Craig Kimbrel is the newest member of the 400-save club. Friday night at Truist Park, the current Philadelphia Phillies closer and longtime Atlanta Braves closer tossed a scoreless ninth inning in Philadelphia’s win over the Braves (PHI 6, ATL 4) to become the eighth member of the 400-save club.
Here is the final out of Kimbrel’s 400th save:
Kenley Jansen recorded his 400th career save at Truist Park earlier this season. Like Kimbrel, he is a former Brave.

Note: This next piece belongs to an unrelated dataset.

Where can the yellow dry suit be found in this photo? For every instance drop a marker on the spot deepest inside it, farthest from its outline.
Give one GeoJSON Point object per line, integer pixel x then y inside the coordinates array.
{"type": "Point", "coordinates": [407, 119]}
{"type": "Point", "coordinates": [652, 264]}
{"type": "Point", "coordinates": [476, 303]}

Kimbrel is in his first season with the Phillies. He was originally drafted by the Braves in 2008 and broke into the big leagues with Atlanta in 2010. In 2014, Kimbrel passed John Smoltz and became the Braves all-time saves leader with 155. He finished his Braves career with 186 saves, his most with any team.
The Braves traded Kimbrel away on Opening Day 2015. He spent 2010-14 with the Braves before moving on to the San Diego Padres (2015), Boston Red Sox (2016-18), Chicago Cubs (2019-21), Chicago White Sox (2021), Los Angeles Dodgers (2022), and now the Phillies. Kimbrel has recorded saves with seven different teams.
Here is the all-time saves leaderboard:
- Mariano Rivera: 652
- Trevor Hoffman: 601
- Lee Smith: 478
- Francisco Rodríguez: 437
- John Franco: 424
- Billy Wagner: 422
- Kenley Jansen: 401
- Craig Kimbrel: 400
The leaderboard skews recent given the changes in bullpen roles and bullpen usage over the years. Rivera, Hoffman and Smith are all in the Hall of Fame and Wagner may soon join them. His support climbed to 68.1% this year, his eighth year on the ballot. Wagner has two more years to get over the 75% threshold needed to get into the Hall of Fame.
Wagner making the Hall of Fame could help Kimbrel (and Jansen) one day find himself in Cooperstown. Hall of Fame voters have become increasingly supportive of modern one-inning closers in recent years and Kimbrel (and Jansen) is one of the best of this era. Kimbrel will have a viable Hall of Fame case when the time comes.
This season Kimbrel, 34, is a perfect 6 for 6 in saves chances after beginning the year in more of a setup role. He has seven postseason saves in addition to his 400 regular-season saves, and Kimbrel’s 14.4 strikeouts per nine innings is the highest strikeout rate in history among pitchers with 700 career innings. Jansen is second at 12.9.
Behind Jansen and Kimbrel, the active leader in saves is Aroldis Chapman at 317. These days the 35-year-old Chapman is mostly a setup man with the Kansas City Royals. Edwin Díaz (205 saves at age 29) and Josh Hader (145 saves at age 29) are candidates to be the next members of the 400-save club.